In order to map out these codes and provide detailed records for other urban decision makers, we invited each of the 500 leaders to speak about five issues he or she felt had been success stories from their administrations, thereby focusing the research on the bright spots. We avoided generic questions such as 'how do you make your city better?' because we wanted these leaders to give us specific, detailed information about how to create and implement the tactics they told us about. So the more specific the question, the more specific the answer and the more useful it will be.

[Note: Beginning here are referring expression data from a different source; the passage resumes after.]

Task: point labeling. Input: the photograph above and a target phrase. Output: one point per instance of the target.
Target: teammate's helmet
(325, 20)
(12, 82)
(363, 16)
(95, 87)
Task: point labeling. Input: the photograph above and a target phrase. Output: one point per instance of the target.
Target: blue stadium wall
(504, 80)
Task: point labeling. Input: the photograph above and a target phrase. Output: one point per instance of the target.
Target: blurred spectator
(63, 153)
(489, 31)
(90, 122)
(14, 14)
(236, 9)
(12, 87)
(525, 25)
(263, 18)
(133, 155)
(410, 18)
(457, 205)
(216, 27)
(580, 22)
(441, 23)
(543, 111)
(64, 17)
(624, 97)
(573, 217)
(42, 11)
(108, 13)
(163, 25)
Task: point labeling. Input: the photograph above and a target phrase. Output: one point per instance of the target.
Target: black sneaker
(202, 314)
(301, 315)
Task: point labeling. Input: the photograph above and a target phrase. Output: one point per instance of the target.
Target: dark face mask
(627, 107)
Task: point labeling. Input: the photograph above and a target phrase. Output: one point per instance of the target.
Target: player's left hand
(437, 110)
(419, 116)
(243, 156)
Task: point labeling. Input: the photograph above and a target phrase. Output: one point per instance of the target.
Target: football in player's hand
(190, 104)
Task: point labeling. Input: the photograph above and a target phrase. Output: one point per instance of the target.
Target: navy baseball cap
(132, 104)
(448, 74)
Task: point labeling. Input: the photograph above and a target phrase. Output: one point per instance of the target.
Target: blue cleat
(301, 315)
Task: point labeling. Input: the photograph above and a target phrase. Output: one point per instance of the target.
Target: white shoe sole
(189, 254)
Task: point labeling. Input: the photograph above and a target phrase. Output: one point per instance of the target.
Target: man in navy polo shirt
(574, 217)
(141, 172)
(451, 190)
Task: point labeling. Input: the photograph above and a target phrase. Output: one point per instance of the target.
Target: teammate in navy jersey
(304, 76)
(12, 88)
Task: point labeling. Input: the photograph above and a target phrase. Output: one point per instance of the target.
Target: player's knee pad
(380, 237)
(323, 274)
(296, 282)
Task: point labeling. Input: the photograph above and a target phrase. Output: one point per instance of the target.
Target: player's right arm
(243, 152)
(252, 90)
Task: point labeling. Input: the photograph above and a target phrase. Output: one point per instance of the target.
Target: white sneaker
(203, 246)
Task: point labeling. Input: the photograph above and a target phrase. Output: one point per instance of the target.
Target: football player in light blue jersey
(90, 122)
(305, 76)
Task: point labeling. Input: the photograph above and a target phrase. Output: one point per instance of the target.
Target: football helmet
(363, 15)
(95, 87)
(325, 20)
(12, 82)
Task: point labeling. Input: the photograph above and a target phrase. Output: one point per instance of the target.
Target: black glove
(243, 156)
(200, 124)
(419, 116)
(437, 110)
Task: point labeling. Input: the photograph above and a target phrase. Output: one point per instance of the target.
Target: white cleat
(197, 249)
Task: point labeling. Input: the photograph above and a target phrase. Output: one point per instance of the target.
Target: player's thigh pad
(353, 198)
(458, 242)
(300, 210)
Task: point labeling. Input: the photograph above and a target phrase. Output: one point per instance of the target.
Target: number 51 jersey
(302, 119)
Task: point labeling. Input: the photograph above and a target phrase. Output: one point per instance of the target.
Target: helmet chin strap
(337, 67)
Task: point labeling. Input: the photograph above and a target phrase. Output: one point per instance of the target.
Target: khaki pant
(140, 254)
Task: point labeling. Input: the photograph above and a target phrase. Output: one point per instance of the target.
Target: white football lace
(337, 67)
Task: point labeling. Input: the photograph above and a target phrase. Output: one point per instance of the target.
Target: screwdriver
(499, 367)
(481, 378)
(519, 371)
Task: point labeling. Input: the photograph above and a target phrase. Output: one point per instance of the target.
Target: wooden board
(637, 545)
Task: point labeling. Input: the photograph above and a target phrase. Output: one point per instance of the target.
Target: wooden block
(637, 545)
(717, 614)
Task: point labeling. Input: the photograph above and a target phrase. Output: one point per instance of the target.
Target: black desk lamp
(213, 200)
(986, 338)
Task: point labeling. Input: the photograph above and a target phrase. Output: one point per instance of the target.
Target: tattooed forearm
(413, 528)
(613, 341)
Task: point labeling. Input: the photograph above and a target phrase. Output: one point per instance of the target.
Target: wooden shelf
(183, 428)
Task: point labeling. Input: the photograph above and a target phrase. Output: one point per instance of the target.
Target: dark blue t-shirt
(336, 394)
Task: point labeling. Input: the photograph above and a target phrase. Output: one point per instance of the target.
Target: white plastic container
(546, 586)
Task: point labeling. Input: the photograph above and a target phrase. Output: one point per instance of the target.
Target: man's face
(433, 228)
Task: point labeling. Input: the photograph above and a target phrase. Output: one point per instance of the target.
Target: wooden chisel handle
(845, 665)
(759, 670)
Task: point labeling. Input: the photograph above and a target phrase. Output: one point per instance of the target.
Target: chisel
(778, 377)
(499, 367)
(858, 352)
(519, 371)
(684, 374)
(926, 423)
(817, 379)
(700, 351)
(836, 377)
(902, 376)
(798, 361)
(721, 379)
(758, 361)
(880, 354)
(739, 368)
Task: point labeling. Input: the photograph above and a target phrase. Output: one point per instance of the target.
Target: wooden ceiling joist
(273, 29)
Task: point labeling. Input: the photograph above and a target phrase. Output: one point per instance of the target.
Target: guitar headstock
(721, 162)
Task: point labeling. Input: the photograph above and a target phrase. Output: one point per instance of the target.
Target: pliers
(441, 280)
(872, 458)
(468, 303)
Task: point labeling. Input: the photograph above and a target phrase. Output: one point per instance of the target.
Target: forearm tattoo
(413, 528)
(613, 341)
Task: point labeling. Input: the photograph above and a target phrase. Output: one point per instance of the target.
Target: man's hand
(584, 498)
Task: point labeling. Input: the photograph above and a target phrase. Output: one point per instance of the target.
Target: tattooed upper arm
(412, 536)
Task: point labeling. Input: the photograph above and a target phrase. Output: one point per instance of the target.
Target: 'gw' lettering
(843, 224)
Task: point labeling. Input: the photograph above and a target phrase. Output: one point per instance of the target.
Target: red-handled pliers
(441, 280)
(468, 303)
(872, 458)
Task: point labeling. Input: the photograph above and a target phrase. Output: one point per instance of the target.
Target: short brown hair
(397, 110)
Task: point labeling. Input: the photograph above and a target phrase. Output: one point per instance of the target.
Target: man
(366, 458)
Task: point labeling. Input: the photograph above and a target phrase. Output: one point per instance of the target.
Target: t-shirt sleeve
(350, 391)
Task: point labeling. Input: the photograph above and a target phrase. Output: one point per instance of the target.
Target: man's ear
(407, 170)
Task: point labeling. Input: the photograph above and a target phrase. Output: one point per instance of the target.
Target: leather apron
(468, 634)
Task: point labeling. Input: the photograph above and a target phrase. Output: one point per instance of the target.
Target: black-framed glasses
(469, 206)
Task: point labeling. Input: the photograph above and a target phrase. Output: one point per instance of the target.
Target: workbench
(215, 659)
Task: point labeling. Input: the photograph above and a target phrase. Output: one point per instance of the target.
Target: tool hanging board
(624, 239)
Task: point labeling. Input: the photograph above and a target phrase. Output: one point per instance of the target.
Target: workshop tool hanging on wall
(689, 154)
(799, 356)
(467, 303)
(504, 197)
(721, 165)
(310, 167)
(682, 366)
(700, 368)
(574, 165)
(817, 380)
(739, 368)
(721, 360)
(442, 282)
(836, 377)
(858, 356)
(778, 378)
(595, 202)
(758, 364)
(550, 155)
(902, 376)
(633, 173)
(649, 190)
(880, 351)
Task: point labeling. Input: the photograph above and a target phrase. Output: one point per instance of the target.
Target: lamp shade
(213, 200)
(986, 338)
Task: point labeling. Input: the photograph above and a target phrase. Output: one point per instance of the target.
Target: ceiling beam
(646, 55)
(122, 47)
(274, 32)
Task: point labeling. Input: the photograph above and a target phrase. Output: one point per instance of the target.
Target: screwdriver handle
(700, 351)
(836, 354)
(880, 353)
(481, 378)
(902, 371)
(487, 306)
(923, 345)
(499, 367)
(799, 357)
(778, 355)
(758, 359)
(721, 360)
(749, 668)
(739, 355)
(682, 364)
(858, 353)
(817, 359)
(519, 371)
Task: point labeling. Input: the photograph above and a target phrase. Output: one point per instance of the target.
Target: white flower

The interviews were filmed upon the UGP Mobile Unit, a folding mobile research station that traveled to different venues and summits where city leaders were gathered. When closed, it is compact and easily transportable. Open, it has the capacity to seat up to sixty people, becoming a stage upon which to capture our talks with each leader.

Once the 500 interviews were collected, our 'prospecting' phase concluded and the sequencing began. Each interview is divided into five segments according to the different subjects discussed by the leader featured. All of the five strategies are tagged by its content. If one mayor was proud of how she managed to incorporate bike lanes in her city, that discussion, tagged with 'bicycles' or 'bike lanes,' ends up in a register together with the comments of the other 16 mayors who talked about bike lanes. A future user of the UGP who wants to know about creating bike lanes in his city is then able to perform an online search looking for that particular information. The register allows him to compare the different approach that each leader took to this certain topic. The topics in the database cover a multitude of areas of urban planning and development, including crime reduction, infrastructure, education and management of natural disasters.

Once this sequencing phase is finished, the UGP's digital platform will be complete, and it will be up to users to carry out the process of recombination, 'genetically' modifying the way their cities are administered with the assistance of this map of best urban practices.